Returns the factorial of a number. Uses an accumulator to allow replacing of stack frames to allow larger factorials to be returned.

`const factorial = (x, acum = 1) => (x ? factorial(x - 1, x * acum) : acum);`

Example usage:

```
factorial(5); // 120
```

### Fibonacci

Returns the Fibonacci number at the given place.

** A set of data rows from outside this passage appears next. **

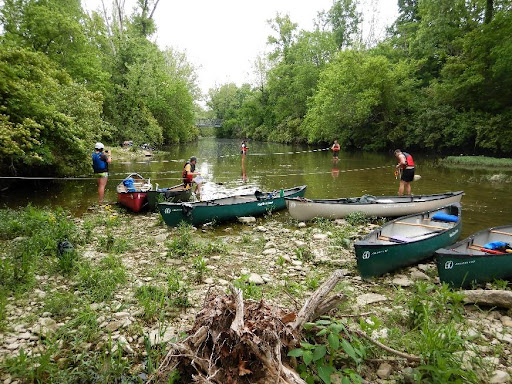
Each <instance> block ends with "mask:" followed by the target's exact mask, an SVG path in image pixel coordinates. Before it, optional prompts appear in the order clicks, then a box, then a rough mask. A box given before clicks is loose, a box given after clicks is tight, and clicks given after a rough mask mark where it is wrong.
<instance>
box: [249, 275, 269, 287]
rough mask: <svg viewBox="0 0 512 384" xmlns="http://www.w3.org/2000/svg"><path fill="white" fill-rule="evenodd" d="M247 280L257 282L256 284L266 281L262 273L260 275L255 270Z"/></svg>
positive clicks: (262, 282) (256, 284) (264, 282)
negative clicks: (263, 277) (261, 274)
mask: <svg viewBox="0 0 512 384" xmlns="http://www.w3.org/2000/svg"><path fill="white" fill-rule="evenodd" d="M247 281H248V282H249V283H253V284H256V285H262V284H265V281H264V280H263V278H262V277H261V276H260V275H258V274H257V273H254V272H252V273H251V274H250V275H249V278H248V279H247Z"/></svg>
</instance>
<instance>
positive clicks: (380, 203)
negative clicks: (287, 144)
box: [286, 191, 464, 221]
mask: <svg viewBox="0 0 512 384" xmlns="http://www.w3.org/2000/svg"><path fill="white" fill-rule="evenodd" d="M463 195H464V192H463V191H458V192H446V193H438V194H433V195H412V196H369V195H364V196H362V197H349V198H342V199H322V200H319V199H315V200H309V199H304V198H289V199H286V206H287V208H288V211H289V212H290V215H292V217H293V218H294V219H297V220H301V221H306V220H312V219H314V218H316V217H321V218H326V219H341V218H343V217H345V216H347V215H350V214H351V213H354V212H362V213H363V214H364V215H365V216H376V217H398V216H406V215H412V214H415V213H420V212H424V211H431V210H433V209H438V208H440V207H443V206H445V205H448V204H452V203H460V200H461V199H462V196H463Z"/></svg>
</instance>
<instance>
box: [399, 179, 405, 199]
mask: <svg viewBox="0 0 512 384" xmlns="http://www.w3.org/2000/svg"><path fill="white" fill-rule="evenodd" d="M404 187H405V181H403V180H400V186H399V187H398V196H402V195H403V194H404Z"/></svg>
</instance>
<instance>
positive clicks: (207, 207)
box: [158, 185, 306, 226]
mask: <svg viewBox="0 0 512 384" xmlns="http://www.w3.org/2000/svg"><path fill="white" fill-rule="evenodd" d="M305 192H306V186H305V185H303V186H300V187H295V188H290V189H284V190H281V191H274V192H260V191H256V192H255V193H253V194H249V195H235V196H229V197H223V198H219V199H213V200H206V201H197V202H192V203H167V202H165V203H159V204H158V209H159V210H160V213H161V214H162V218H163V219H164V221H165V223H166V224H167V225H170V226H176V225H178V224H179V223H180V222H182V221H184V222H187V223H190V224H193V225H201V224H205V223H208V222H211V221H215V222H223V221H230V220H235V219H236V218H237V217H242V216H261V215H264V214H265V213H267V212H272V211H278V210H281V209H284V208H286V203H285V200H284V199H285V197H297V196H304V193H305Z"/></svg>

`const fib = (x) => (x > 2 ? fib(x - 1) + fib(x - 2) : 1);`

Example usage:

```
fib(15); // 610
```

### Quicksort

Sort an array from smallest to largest. This is done by re-ordering the array so that it contains two sub-arrays, one with smaller values, the other with larger values. The above steps are recursively applied to each sub-array until there are no arrays left, which is flatten to return a sorted array.

```
const quicksort = (xs) =>
length(xs)
? flatten([
quicksort(filter(tail(xs), (x) => x <= head(xs))),
head(xs),
quicksort(filter(tail(xs), (x) => x > head(xs))),
])
: [];
```

This can also be implemented using **partition**, but requires variable assignment.

```
const quicksort = (array) => {
if (!length(array)) return [];
const [less, more] = partition(tail(array), (x) => x < head(array));
return flatten([quicksort(less), head(array), quicksort(more)]);
};
```

Example usage:

```
const array = [8, 2, 6, 4, 1];
quicksort(array); // [1,2,4,6,8]
```

### Everything as a Reduction

Many of the functions above can be converted into reductions, which should increase performance in most, if not all cases. This also shows the flexibility of the **reduce** function.

```
const reduce = ([x, ...xs], f, memo, i = 0) =>
def(x) ? reduce(xs, f, f(memo, x, i), i + 1) : memo;
const reverse = (xs) => reduce(xs, (memo, x) => [x, ...memo], []);
const length = (xs) => reduce(xs, (memo, x) => memo + 1, 0);
const map = (xs, fn) => reduce(xs, (memo, x) => [...memo, fn(x)], []);
const filter = (xs, fn) =>
reduce(xs, (memo, x) => (fn(x) ? [...memo, x] : [...memo]), []);
const reject = (xs, fn) =>
reduce(xs, (memo, x) => (fn(x) ? [...memo] : [...memo, x]), []);
const first = (xs, n) =>
reduce(xs, (memo, x, i) => (i < n ? [...memo, x] : [...memo]), []);
const last = (xs, n) =>
reduce(
xs,
(memo, x, i) => (i >= length(xs) - n ? [...memo, x] : [...memo]),
[]
);
const merge = spreadArg((xs) => reduce(xs, (memo, x) => [...memo, ...x], []));
const flatten = (xs) =>
reduce(
xs,
(memo, x) =>
x ? (isArray(x) ? [...memo, ...flatten(x)] : [...memo, x]) : [],
[]
);
const add = spreadArg(([x, ...xs]) => reduce(xs, (memo, y) => memo + y, x));
const divide = spreadArg(([x, ...xs]) => reduce(xs, (memo, y) => memo / y, x));
const multiply = spreadArg(([x, ...xs]) =>
reduce(xs, (memo, y) => memo * y, x)
);
```

Example usage:

```
reverse([1, 2, 3]); // [3,2,1]
length([1, 2, 3]); // 3
map([1, 2, 3], double); // [2,3,4]
filter([1, 2, 3, 4], even); // [2,4]
reject([1, 2, 3, 4], even); // [1,3]
first([1, 2, 3, 4], 3); // [1,2,3]
last([1, 2, 3, 4], 2); // [3,4]
merge([1, 2, 3], [4, 5, 6]); // [1,2,3,4,5,6]
flatten([1, [2, 3, [4, [5, [[6]]]]]]); // [1,2,3,4,5,6]
add(1, 2, 3, 4, 5); // 15
multiply(2, 5, 10); // 100
divide(100, 2, 5); // 10
```

### Wrapping Up

I hope this article helps shed insight on some of the patterns made available with JavaScript and ES6. Many problems that can be solved with iteration/loops, can also be solved functionally through recursion. I hope this article was also able to show you the flexibility of the reduce function.